I recall Juval Lowy talking about this on .NET Rocks
at some point last year (probably around the PDC when it was announced
for VB.NET). His comment was along the lines of E&C being somewhat
incompatible with the "C# personality". That personality, which often
comes to C# via C++ or Java and tends to be component-focused, is
different than the VB.NET personality, which comes from a more RAD
place and tends to be more app-focused. As he put it, when the C#
personality is faced with a bug, (paraphrasing) "they lean back in
their chair, stare at the ceiling, go get some coffee, ponder a
solution, and THEN they lean forward to hit F10 and move to the next
line." :) For those people, E&C isn't as attractive as
other features that focus more on code quality, profiling, performance,
and so on.
Sure, it's great that you can fix things like a typo
in a string literal or some other no-brainer quick fix. But bugs that
involve an application's logic or workflow aren't the type of thing
that should be fixed while sitting on a breakpoint at runtime.
It's
also worth noting that the inclusion of E&C is a good example of
Microsoft's newfound community awareness and desire to work closely
with its developer customers. No question -- it shows responsiveness.

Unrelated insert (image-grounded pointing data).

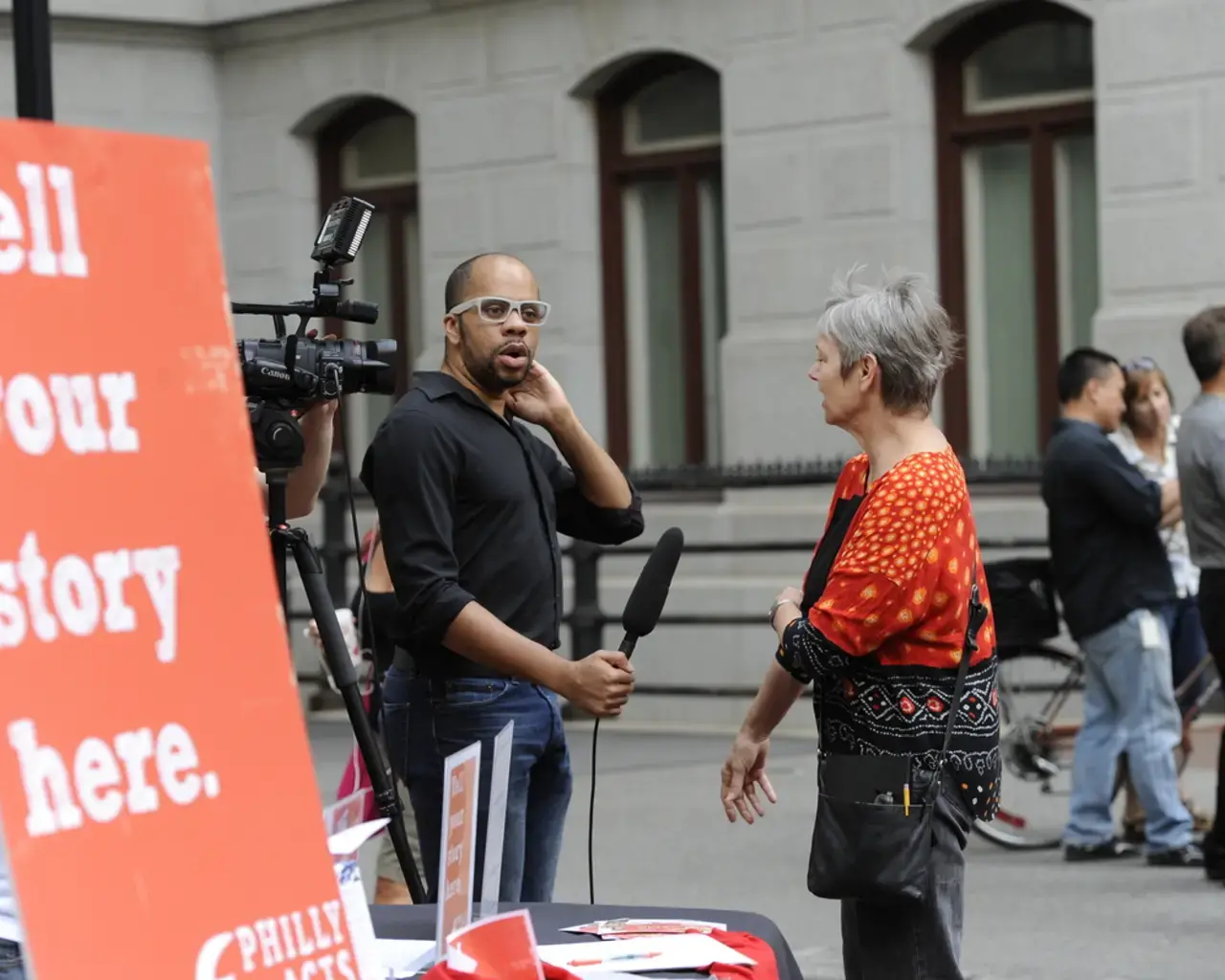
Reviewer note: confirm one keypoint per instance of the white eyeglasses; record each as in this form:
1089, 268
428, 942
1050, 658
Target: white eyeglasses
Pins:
498, 310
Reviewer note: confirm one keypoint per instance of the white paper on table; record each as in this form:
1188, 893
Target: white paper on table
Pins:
612, 928
495, 825
406, 957
344, 847
646, 954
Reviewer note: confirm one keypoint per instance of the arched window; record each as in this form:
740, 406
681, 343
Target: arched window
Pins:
1018, 217
664, 298
370, 151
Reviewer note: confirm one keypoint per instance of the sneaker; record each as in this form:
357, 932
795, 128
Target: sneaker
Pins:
1105, 852
1214, 861
1185, 857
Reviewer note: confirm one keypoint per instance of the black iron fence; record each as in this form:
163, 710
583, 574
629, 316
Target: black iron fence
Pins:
587, 621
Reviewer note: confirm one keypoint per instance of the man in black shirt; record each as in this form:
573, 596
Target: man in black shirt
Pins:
1112, 576
471, 505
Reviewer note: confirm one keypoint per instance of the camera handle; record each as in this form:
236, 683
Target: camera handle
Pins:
287, 539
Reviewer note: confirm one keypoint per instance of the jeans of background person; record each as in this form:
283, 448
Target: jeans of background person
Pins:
428, 720
1187, 647
922, 941
1212, 611
11, 966
1128, 707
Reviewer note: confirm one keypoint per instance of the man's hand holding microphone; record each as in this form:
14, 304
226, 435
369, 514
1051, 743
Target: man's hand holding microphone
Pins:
599, 683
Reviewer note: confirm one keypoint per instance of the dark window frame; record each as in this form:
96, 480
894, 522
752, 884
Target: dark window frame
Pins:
398, 202
619, 169
957, 131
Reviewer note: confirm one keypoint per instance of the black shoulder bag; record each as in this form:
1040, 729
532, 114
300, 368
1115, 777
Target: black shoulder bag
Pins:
873, 839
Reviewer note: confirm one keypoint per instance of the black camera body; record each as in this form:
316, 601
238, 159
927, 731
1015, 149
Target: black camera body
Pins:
297, 371
289, 374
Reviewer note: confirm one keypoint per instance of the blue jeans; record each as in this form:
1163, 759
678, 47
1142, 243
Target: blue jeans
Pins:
425, 721
1128, 707
11, 966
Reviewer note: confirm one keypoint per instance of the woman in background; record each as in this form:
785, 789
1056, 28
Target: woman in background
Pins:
372, 611
1147, 440
880, 625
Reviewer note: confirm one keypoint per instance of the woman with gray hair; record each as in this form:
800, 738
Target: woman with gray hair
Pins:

I guess the two thoughts that come to mind for me in all of this are:
- E&C
can be handy in some scenarios -- but it's not a panacea, it can be
easily misused, and I think few would argue that its use is a "best
practice" for professional developers. My hope is that the .NET
developer community comes up with some collective guidelines or general
agreement on where/how it makes sense to use or avoid E&C.
- I
also hope that many of the other things that are being worked on for
the 2005 release aren't scaled back because of the work on E&C.
Even Microsoft has limited resources and time when it comes to
development. Sam Gentile's post
about refactorings being missing is a good point -- let's hope that the
inclusion of E&C doesn't come at the expense of refactorings or
other features that do promote best practices.